Comparative analysis of Turkish and Hungarian end-to-end speech recognition
The training and implementation of an end-to-end deep neural network-based speech recognition system do not need any language specific knowledge – apart from the pure speech and text data. However, such speech recognition system shows different behavior for English and Hungarian, for example, that can be explained by the quite different morphological structure of these languages. Turkish and Hungarian, in turn, are believed to share similar morphological features, therefor their comparison in end-to-end automatic speech recognition may reveal new insights. The primary task is to conduct parallel speech recognition experiments on Turkish and Hungarian, using training and test data similar in terms of length and nature, and then evaluate and analyze them comparatively.
Tasks to be performed by the student will include:
Overview end-to-end automatic speech recognition results of Turkish and Hungarian.

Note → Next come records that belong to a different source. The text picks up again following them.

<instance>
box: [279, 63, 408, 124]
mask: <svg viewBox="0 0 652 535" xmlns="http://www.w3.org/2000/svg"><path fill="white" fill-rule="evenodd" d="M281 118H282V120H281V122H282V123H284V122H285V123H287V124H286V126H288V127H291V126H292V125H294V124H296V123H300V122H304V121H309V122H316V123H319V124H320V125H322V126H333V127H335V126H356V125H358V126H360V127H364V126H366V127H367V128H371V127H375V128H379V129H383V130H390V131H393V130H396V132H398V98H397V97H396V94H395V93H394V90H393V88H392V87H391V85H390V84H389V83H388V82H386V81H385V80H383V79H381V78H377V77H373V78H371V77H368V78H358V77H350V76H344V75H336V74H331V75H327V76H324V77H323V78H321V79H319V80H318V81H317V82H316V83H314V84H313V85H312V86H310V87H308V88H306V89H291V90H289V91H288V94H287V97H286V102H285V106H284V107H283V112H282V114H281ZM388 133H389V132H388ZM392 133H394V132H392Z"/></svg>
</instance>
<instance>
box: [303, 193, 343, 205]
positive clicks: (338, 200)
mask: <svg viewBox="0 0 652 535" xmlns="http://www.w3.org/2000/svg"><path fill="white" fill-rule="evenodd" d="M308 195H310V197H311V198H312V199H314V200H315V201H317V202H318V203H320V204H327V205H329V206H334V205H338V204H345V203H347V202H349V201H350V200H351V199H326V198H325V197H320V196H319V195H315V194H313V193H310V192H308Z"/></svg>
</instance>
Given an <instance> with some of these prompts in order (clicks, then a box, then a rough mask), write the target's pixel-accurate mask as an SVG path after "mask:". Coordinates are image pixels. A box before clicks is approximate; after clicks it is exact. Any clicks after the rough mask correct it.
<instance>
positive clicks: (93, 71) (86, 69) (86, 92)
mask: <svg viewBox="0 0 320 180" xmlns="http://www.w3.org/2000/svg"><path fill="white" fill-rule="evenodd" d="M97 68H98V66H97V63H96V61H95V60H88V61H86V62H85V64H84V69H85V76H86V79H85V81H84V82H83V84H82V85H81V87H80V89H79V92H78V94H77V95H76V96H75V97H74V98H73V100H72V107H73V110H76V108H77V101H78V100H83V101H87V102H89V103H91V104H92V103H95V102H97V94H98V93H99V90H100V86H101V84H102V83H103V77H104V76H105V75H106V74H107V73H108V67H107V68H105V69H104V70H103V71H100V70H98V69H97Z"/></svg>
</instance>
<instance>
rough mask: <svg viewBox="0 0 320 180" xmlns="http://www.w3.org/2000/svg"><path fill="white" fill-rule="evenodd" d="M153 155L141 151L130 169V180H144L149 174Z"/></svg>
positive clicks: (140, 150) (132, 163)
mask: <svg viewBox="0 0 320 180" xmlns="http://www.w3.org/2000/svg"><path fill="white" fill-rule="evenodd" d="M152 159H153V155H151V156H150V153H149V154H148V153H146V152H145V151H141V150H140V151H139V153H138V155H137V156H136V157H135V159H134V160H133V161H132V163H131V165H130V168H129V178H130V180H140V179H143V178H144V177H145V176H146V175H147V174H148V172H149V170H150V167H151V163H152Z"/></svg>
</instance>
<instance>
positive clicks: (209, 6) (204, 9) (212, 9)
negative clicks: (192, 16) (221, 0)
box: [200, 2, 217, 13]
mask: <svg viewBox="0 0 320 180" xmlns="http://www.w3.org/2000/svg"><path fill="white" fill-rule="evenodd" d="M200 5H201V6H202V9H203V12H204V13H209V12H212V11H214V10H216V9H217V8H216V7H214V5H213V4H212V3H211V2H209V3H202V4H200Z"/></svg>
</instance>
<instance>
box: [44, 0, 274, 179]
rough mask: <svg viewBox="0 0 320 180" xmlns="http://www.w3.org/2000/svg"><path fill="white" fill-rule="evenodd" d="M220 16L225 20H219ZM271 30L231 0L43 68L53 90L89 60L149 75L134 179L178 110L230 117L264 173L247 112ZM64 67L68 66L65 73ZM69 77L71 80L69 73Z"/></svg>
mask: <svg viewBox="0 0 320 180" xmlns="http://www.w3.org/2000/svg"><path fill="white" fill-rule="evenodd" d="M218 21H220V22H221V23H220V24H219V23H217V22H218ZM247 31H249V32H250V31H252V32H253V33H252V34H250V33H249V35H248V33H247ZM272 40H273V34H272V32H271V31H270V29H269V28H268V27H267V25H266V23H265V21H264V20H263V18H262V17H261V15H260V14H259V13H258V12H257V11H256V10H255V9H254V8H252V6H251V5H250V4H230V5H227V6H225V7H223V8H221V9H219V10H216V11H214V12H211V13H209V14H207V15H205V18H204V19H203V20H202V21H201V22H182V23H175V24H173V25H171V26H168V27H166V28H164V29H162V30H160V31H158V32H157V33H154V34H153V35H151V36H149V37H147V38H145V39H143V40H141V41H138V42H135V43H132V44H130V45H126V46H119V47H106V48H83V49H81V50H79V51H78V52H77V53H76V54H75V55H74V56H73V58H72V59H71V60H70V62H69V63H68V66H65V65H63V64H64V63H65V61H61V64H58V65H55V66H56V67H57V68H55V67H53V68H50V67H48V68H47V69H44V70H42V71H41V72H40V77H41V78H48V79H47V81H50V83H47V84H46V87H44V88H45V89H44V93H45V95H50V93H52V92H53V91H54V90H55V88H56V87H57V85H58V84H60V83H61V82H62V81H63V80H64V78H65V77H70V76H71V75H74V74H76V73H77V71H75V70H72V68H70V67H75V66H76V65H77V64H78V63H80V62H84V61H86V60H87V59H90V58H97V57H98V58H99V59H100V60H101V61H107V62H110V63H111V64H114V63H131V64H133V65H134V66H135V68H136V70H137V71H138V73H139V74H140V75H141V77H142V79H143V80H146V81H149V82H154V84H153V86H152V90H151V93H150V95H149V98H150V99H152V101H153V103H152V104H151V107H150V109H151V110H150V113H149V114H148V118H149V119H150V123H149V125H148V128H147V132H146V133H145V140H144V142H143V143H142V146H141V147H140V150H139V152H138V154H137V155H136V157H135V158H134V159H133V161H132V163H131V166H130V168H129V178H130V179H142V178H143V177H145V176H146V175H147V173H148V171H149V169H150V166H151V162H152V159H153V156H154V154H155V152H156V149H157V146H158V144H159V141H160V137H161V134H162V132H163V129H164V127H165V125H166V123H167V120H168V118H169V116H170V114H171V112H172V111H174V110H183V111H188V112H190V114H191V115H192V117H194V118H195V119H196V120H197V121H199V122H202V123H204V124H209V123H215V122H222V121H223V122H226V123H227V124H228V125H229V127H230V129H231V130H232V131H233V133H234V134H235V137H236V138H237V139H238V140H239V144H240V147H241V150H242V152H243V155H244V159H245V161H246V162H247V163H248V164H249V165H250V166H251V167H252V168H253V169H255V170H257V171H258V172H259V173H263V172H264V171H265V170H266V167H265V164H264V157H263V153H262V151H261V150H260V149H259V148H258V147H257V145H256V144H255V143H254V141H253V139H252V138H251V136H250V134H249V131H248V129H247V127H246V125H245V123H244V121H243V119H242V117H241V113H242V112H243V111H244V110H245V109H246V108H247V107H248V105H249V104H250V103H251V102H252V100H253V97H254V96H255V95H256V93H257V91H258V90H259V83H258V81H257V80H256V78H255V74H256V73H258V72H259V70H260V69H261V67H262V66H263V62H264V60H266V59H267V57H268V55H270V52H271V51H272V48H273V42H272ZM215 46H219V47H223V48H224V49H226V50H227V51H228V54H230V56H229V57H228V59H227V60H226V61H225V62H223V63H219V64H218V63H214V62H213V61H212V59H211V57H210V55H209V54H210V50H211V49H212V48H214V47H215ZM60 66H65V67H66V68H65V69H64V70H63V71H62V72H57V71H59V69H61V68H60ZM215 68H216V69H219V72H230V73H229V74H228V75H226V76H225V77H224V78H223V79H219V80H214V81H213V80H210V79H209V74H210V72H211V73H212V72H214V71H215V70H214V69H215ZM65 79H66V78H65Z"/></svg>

Study technologies applicable for end-to-end deep neural network-based speech recognition with an emphasis on neural structures applicable for self-supervised pre-training.
Design speech recognition experiments to obtain baselines for Turkish and Hungarian.
Create end-to-end neural net based automatic speech recognition models. Optimize the hyper-parameters.
Perform a comparative analysis on the Turkish and Hungarian models and results. Report word and character error rates, real-time factor for the inference and memory requirements.